How do I use the polar axis finderscope for my mount?
November 6, 2008
The polar axis finderscope accessory is an aid for quickly polar-aligning your telescope accurately enough for visual work. It’s also great to speed up a polar alignment using the functionality of the mount’s hand control firmware.
Using it is a three-step process. First, install your finder in the polar axis. Then take off the polar housing cap and turn the declination axis until the hole allowing light through the polar axis is not blocked.
Next, you need to align the optical axis of the finderscope with the mechanical polar axis of the mount. This can be done either at night with Polaris or more easily during the daytime on a distant building or landmark. All you need to do this is the mount – remove the tube, counterweight and counterweight shaft to make the process simpler to do. If you do this during the day, use the latitude adjustment screws and the tripod to level the polar axis, again to make it easier to do.
You’ll flip the mount several times and recenter the distant object in the finderscope each time, successively getting closer to alignment of the finderscope and polar axis.
Unclamp the RA and rotate the mount until the dovetail platform holding the telescope is either to the right or left.

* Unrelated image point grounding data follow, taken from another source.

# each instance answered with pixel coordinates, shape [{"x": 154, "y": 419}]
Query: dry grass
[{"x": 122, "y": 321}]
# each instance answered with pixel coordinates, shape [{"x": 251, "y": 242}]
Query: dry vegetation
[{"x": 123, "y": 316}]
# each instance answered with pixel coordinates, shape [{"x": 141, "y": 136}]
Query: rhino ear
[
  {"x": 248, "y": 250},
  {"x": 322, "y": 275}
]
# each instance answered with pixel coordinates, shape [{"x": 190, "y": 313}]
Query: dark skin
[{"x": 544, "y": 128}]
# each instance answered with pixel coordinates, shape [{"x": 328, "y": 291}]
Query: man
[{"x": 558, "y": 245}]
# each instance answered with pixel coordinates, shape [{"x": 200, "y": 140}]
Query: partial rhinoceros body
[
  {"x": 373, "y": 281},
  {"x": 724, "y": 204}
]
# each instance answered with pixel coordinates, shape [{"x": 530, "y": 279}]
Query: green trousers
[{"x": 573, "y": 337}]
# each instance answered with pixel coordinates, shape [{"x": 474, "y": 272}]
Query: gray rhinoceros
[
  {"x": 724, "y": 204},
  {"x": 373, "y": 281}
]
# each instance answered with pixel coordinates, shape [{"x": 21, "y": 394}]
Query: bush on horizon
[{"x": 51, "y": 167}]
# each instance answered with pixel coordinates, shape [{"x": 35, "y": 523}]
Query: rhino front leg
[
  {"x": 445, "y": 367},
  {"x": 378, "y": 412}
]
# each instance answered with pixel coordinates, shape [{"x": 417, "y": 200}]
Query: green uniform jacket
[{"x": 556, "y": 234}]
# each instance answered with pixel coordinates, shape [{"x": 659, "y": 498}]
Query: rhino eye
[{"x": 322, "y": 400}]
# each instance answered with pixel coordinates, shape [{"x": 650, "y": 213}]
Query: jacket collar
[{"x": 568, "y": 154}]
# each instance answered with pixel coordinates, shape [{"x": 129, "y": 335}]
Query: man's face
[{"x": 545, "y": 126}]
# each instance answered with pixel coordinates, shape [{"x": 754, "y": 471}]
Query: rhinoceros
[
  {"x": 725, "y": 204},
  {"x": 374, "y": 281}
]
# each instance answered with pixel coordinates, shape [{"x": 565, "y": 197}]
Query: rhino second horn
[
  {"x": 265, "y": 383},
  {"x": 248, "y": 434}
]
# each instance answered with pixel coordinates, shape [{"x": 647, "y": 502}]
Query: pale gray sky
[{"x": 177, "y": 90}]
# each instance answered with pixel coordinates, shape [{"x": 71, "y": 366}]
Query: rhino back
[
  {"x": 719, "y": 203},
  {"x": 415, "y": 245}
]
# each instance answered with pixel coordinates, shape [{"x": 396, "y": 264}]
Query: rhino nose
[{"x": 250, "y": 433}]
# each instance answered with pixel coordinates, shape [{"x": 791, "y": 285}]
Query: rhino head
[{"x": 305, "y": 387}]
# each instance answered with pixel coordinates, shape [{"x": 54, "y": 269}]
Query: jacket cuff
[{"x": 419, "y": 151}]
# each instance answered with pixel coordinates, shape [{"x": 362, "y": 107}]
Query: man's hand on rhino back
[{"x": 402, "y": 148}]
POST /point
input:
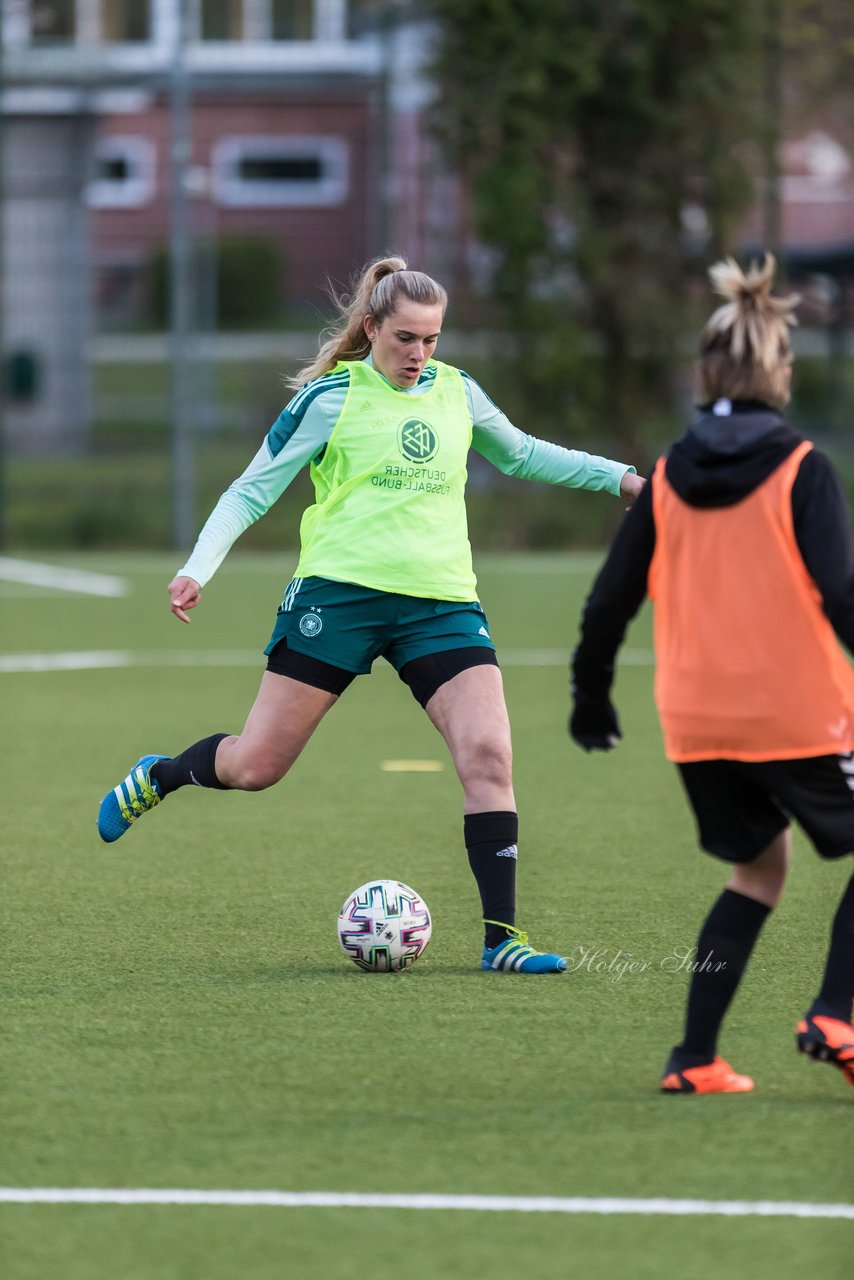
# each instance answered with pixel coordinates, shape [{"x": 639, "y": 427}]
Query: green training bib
[{"x": 389, "y": 489}]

Ignore all the patterns seen in the finderscope reticle except the crosshairs. Center a distant object in the crosshairs by moving the entire mount. Now move the platform all the way to the opposite side of the mount. Note the shift of the object off the crosshairs. Actually the finderscope and the crosshairs themselves have rotated in a small semicircle around where the polar axis points. You can see where that is by looking through the finderscope as you rotate the mount, watching for the center of motion. Clamp the mount and turn the three setscrews around the finderscope to move the crosshairs over this pivot point. Recenter the distant object in the crosshairs by moving the entire mount.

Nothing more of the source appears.